Strony

sobota, 14 marca 2015

Budująca statystyka Pierwszej Edycji Skarpety!

Dziękujemy wszystkim, którzy wzięli udział w naszej spontanicznej skarpetowej akcji! Dziękujemy osobom, które podarowały coś na sprzedaż, tym, które coś kupiły i tym, które po prostu wsparły Skarpetę darowizną. Zrobimy z Haną wszystko, aby Was nie zawieść. 
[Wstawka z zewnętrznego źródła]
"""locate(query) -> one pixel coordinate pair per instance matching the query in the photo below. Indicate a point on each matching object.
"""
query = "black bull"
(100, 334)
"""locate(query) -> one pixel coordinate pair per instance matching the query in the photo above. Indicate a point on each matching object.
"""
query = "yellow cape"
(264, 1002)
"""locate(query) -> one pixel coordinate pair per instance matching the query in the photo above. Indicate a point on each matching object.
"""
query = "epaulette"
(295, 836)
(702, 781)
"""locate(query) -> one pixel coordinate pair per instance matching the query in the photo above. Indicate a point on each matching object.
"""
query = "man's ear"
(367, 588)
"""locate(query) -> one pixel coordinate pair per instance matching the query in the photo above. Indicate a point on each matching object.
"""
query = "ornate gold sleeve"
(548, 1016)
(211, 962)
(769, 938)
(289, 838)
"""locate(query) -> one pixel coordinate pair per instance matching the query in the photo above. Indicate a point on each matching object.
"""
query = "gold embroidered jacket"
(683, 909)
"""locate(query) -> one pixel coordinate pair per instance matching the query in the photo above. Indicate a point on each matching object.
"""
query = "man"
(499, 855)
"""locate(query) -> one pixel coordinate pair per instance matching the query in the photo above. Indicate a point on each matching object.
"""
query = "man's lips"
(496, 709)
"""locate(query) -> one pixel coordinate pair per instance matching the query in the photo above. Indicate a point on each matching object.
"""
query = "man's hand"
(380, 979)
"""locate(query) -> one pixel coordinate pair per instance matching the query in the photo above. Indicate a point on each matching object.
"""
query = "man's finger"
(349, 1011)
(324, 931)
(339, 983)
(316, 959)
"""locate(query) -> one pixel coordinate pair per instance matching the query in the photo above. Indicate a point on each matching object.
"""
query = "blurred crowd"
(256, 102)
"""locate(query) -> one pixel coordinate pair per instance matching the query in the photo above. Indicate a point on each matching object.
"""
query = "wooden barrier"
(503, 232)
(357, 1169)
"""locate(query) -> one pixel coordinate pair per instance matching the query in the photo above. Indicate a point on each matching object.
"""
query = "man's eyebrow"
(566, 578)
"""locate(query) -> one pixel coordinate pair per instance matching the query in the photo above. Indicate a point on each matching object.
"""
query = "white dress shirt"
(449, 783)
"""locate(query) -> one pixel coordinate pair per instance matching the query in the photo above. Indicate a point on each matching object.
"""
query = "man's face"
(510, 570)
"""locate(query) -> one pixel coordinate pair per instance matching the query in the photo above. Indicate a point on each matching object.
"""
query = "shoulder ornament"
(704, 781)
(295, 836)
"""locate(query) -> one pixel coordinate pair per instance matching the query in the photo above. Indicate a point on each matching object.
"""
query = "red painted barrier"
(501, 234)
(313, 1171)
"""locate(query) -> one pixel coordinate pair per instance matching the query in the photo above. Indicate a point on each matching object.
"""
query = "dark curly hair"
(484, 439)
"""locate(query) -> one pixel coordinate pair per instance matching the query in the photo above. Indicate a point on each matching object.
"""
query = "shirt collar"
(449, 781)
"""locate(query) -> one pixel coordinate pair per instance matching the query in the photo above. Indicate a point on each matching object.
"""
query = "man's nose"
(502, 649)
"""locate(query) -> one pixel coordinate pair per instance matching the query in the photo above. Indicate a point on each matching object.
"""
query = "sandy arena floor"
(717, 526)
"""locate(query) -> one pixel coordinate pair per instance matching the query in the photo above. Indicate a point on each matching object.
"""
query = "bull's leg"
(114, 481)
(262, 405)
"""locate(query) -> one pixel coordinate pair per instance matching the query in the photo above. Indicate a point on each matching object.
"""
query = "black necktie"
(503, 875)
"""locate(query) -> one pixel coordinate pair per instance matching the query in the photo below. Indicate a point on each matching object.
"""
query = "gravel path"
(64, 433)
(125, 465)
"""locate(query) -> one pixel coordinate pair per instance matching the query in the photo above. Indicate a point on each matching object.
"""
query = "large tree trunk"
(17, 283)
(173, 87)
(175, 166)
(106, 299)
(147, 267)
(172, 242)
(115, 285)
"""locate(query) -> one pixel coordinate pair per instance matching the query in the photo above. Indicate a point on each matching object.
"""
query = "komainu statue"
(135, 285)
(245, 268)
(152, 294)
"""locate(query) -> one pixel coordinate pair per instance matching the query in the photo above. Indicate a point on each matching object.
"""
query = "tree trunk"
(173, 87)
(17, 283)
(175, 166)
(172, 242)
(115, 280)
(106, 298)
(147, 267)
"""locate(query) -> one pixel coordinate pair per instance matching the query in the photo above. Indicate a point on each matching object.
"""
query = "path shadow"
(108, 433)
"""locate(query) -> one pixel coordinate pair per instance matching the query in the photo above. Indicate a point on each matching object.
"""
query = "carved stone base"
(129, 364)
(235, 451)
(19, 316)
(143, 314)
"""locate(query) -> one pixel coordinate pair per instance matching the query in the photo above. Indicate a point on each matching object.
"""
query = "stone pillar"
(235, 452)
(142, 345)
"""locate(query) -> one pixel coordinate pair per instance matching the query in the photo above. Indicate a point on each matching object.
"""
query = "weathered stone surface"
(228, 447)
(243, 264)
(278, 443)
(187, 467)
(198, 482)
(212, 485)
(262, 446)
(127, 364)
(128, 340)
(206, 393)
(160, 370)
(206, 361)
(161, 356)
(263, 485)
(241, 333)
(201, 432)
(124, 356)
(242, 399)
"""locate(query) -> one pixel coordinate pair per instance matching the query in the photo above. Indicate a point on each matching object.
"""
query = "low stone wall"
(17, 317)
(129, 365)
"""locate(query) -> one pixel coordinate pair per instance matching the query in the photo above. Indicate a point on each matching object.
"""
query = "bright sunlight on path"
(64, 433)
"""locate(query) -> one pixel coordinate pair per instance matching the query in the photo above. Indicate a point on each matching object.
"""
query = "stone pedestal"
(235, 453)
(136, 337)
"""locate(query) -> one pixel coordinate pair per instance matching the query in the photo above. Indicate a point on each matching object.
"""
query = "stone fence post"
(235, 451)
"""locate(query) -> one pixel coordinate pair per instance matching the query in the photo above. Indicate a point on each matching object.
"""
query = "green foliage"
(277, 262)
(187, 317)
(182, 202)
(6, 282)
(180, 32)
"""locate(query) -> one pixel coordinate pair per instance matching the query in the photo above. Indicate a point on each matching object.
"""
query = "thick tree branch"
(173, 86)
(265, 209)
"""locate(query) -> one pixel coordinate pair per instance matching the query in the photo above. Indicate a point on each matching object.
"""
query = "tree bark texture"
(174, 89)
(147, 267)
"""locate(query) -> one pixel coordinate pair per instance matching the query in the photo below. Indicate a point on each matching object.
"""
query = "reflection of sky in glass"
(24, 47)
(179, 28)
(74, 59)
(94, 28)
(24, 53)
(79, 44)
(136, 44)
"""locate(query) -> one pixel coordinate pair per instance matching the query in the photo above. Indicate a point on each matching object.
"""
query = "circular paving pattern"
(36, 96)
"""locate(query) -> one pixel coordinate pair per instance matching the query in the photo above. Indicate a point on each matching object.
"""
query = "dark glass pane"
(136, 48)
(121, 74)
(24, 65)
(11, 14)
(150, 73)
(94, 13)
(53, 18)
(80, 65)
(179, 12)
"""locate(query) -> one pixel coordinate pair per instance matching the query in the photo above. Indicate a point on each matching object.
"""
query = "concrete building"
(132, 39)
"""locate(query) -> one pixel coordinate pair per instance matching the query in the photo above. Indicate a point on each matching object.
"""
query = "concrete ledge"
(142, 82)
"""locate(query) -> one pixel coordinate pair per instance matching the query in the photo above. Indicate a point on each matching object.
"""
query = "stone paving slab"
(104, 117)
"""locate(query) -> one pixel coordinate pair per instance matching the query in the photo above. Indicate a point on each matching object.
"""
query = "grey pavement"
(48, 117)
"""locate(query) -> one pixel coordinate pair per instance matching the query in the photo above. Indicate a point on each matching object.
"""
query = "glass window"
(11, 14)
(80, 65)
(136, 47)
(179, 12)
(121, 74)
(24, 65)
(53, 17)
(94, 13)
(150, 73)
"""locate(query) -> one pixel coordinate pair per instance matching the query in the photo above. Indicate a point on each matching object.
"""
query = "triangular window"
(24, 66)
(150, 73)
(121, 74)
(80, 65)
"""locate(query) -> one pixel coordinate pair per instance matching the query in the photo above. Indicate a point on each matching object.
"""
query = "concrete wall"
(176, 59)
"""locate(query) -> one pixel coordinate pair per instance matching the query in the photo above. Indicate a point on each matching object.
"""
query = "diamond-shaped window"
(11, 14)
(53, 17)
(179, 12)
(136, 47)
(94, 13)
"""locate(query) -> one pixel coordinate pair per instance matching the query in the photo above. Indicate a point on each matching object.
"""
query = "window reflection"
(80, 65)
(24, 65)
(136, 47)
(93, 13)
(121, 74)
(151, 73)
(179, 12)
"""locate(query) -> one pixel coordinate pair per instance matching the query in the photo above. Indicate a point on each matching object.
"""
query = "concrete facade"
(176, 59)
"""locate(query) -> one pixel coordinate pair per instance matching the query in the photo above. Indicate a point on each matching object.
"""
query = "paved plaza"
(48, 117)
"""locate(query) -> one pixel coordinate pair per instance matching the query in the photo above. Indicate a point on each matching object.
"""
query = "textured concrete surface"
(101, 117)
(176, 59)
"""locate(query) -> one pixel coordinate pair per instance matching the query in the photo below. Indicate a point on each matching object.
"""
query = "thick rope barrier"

Możliwie krótko i na temat:
Czas trwania akcji: od 16 lutego do 16 marca - miesiąc.
Liczba wystawionych przedmiotów: 363!
Liczba sprzedanych przedmiotów: 196!

Osobiście wysłałam 50 (!!!) przesyłek, a kolejne cztery czekają na poniedziałek. Do każdej paczuszki starałam się dodać coś, choć maleńkiego, lecz miłego, od siebie. Nie wyobrażam sobie tego pocztowego przedsięwzięcia, gdyby nie to, że blisko domu mam mały punkt pocztowy, gdzie nigdy nie ma kolejki. Pani obsługująca bardzo się na mój widok cieszy - ma lepszy utarg. :) 

Te wszystkie trudy, a było ich trochę, począwszy od prowadzenia bazarku, poprzez zwiększoną korespondencję, pakowanie, wysyłanie i prowadzenie księgowości, nikną w obliczu radości z możliwości działania. 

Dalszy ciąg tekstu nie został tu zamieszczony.